LA Metro transitions bus fleet to low-carbon fuel - Smart Energy Decisions

GHG Emissions, Sourcing Renewables  -  February 10, 2021

LA Metro transitions bus fleet to low-carbon fuel

Los Angeles County Metropolitan Transportation Authority (Metro) announced on Feb. 8 that it has signed an agreement to purchase enough renewable natural gas (RNG) to fuel its bus fleet—the nation’s largest. This agreement will mark the completion of Metro’s five-year goal to transition its 2,400 bus diesel fleet to cleaner, low-carbon fuel.

The transition to RNG will further reduce Metro’s GHG emissions significantly compared to the use of conventional natural gas, driving down Metro’s Scope 1 emissions. Additionally, Metro has been retrofitting and replacing its buses with the Cummins-Westport Low NOx CNG engines that reduce smog-forming NOx to 90% lower than the EPA NOx limit.

“Metro is committed to ensuring a seamless path towards a carbon-neutral future,” Metro’s chief sustainability officer Cris Liban said in a statement. “Our use of RNG alongside our ultra-low NOx engines on our existing CNG fleet provides the most cost-effective, equitable and clean air strategy as we continue to transition to a 100% zero-emissions bus fleet by 2030 and a net zero-emissions agency by 2050.”

Per the agreement, Metro will purchase an estimated 47.5 million gallons RNG from Clean Energy Fuels Corp.

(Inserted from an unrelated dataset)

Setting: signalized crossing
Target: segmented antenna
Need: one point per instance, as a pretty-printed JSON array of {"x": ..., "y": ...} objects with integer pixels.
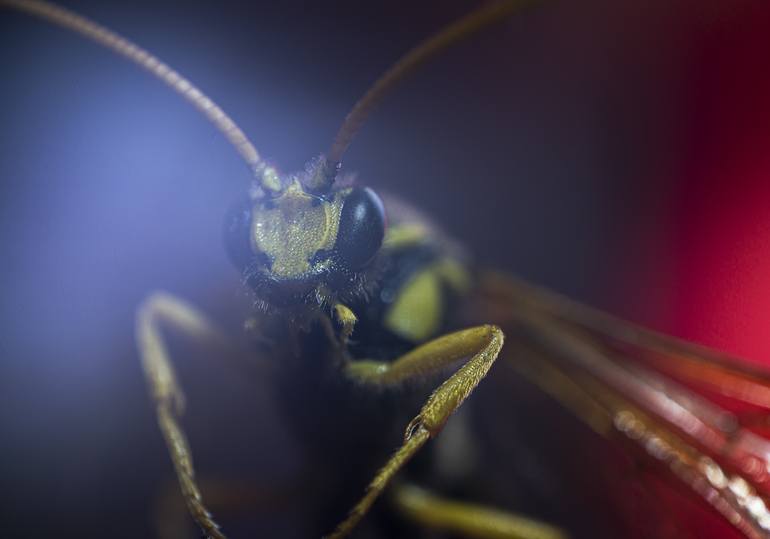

RNG is the first renewable and commercially available vehicle fuel made entirely from organic waste. Clean Energy’s RNG is derived from capturing the biogenic methane produced by the decomposition of organic waste from dairies, landfills and wastewater treatment plants. RNG reduces climate-harming greenhouse gas emissions by at least 70%, and even up to 300% depending on the source of the RNG, making it a negative carbon fuel.